FaDIV-Syn: Fast Depth-Independent View Synthesis using Soft Masks and Implicit Blending
This addresses the need for fast and robust view synthesis in dynamic scenes for robotics, such as VR teleoperation, though it is incremental as it builds on plane sweep volume techniques.
The paper tackles the problem of slow and depth-dependent novel view synthesis for robotic applications by proposing a method that avoids explicit depth estimation, achieving real-time performance at 540p and outperforming state-of-the-art extrapolation methods on the RealEstate10k dataset.

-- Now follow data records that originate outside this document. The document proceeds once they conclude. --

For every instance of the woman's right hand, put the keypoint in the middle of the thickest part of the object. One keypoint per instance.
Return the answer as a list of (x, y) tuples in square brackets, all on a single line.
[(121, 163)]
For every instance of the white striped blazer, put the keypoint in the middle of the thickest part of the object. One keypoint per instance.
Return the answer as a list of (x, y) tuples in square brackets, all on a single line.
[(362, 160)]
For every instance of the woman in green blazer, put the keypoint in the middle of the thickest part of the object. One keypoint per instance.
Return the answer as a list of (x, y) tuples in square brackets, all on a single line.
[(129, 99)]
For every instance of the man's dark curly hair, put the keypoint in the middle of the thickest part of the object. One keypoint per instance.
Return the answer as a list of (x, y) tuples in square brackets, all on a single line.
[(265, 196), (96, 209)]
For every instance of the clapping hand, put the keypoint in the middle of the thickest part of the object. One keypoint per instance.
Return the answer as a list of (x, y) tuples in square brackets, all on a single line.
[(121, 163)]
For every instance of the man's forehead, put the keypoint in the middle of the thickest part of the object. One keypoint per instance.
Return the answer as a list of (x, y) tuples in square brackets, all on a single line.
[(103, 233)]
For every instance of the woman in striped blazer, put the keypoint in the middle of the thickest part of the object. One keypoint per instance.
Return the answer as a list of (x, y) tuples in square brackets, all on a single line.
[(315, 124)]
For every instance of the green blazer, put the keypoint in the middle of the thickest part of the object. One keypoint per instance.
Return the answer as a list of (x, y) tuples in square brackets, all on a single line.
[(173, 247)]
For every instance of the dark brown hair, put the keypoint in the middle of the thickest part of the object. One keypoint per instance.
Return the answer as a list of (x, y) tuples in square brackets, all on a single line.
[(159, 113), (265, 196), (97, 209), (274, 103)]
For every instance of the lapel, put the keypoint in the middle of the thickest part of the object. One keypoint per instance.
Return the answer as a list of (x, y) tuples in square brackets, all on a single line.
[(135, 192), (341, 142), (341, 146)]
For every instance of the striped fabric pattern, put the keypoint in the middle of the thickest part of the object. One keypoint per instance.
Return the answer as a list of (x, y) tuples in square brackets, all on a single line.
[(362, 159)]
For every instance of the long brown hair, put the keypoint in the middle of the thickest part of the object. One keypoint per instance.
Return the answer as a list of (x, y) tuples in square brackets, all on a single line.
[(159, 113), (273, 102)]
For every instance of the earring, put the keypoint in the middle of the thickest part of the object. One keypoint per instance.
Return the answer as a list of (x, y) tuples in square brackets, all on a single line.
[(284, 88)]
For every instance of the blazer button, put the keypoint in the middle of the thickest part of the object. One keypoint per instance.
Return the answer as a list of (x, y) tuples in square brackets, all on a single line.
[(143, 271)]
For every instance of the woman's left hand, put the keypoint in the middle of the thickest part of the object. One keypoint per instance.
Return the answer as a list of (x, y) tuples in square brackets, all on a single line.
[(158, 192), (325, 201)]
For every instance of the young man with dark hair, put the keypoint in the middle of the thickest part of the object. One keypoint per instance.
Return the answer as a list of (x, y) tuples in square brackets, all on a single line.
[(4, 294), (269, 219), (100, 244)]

Novel view synthesis is required in many robotic applications, such as VR teleoperation and scene reconstruction. Existing methods are often too slow for these contexts, cannot handle dynamic scenes, and are limited by their explicit depth estimation stage, where incorrect depth predictions can lead to large projection errors. Our proposed method runs in real time on live streaming data and avoids explicit depth estimation by efficiently warping input images into the target frame for a range of assumed depth planes. The resulting plane sweep volume (PSV) is directly fed into our network, which first estimates soft PSV masks in a self-supervised manner, and then directly produces the novel output view. This improves efficiency and performance on transparent, reflective, thin, and feature-less scene parts. FaDIV-Syn can perform both interpolation and extrapolation tasks at 540p in real-time and outperforms state-of-the-art extrapolation methods on the large-scale RealEstate10k dataset. We thoroughly evaluate ablations, such as removing the Soft-Masking network, training from fewer examples as well as generalization to higher resolutions and stronger depth discretization. Our implementation is available.